Всё своё детство я завидовал людям, отправляющимся в путешествия. Я был ещё маленький и не знал, что самое интересное — возвращаться домой, всё узнавать и всё видеть как бы заново. Теперь я это знаю.Эта книжка написана в путешествиях. Она о людях, о птицах, о реках — дальних и близких, о том, что я нашёл в них своего, что мне было дорого всегда. Я хочу, чтобы вы познакомились с ними: и со старым донским бакенщиком Ерофеем Платоновичем, который всю жизнь прожил на посту № 1, первом от моря, да и вообще, наверно, самом первом, потому что охранял Ерофей Платонович самое главное — родную землю; и с сибирским мальчишкой (рассказ «Сосны шумят») — он отправился в лес, чтобы, как всегда, поискать брусники, а нашёл целый мир — рядом, возле своей деревни.


Мой друг Степка

Нелегка жизнь путешественника, но зато как приятно лежать на спине, слышать торопливый говорок речных струй и сознавать, что ты сам себе хозяин.
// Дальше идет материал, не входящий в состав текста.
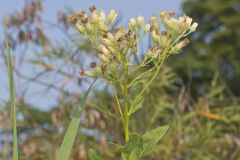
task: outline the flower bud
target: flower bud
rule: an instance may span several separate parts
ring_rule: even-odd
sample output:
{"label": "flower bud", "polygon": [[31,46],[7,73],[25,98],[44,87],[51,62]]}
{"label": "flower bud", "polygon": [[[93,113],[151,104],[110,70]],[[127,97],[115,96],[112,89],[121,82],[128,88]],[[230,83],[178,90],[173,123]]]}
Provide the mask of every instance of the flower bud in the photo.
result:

Прямо над тобой бездонное небо, такое просторное и чистое, что кажется, звенит оно, как звенит раковина, поднесенная к уху.Путешественники отличаются от прочих людей тем, что они открывают новые земли. Кроме того, они всегда голодны. Они много едят. Здесь уха пахнет дымом, а дым — ухой! Дырявая палатка с хвойным колючим полом — это твой дом. Так пусть же пойдет дождь, чтобы можно было залезть внутрь и, слушая, как барабанят по полотну капли, наслаждаться тем, что над головой есть крыша: это совсем не тот дождь, что развозит грязь на улицах.


Алмазные тропы

Нелегка жизнь путешественника, но зато как приятно лежать на спине, слышать торопливый говорок речных струй и сознавать, что ты сам себе хозяин. Прямо над тобой бездонное небо, такое просторное и чистое, что кажется, звенит оно, как звенит раковина, поднесенная к уху.Путешественники отличаются от прочих людей тем, что они открывают новые земли. Кроме того, они всегда голодны. Они много едят. Здесь уха пахнет дымом, а дым — ухой! Дырявая палатка с хвойным колючим полом — это твой дом. Так пусть же пойдет дождь, чтобы можно было залезть внутрь и, слушая, как барабанят по полотну капли, наслаждаться тем, что над головой есть крыша: это совсем не тот дождь, что развозит грязь на улицах.


Мавр и лондонские грачи

Вильмос и Ильзе Корн – писатели Германской Демократической Республики, авторы многих книг для детей и юношества. Но самое значительное их произведение – роман «Мавр и лондонские грачи». В этом романе авторы живо и увлекательно рассказывают нам о гениальных мыслителях и революционерах – Карле Марксе и Фридрихе Энгельсе, об их великой дружбе, совместной работе и героической борьбе. Книга пользуется большой популярностью у читателей Германской Демократической Республики. Она выдержала несколько изданий и удостоена премии, как одно из лучших художественных произведений для юношества.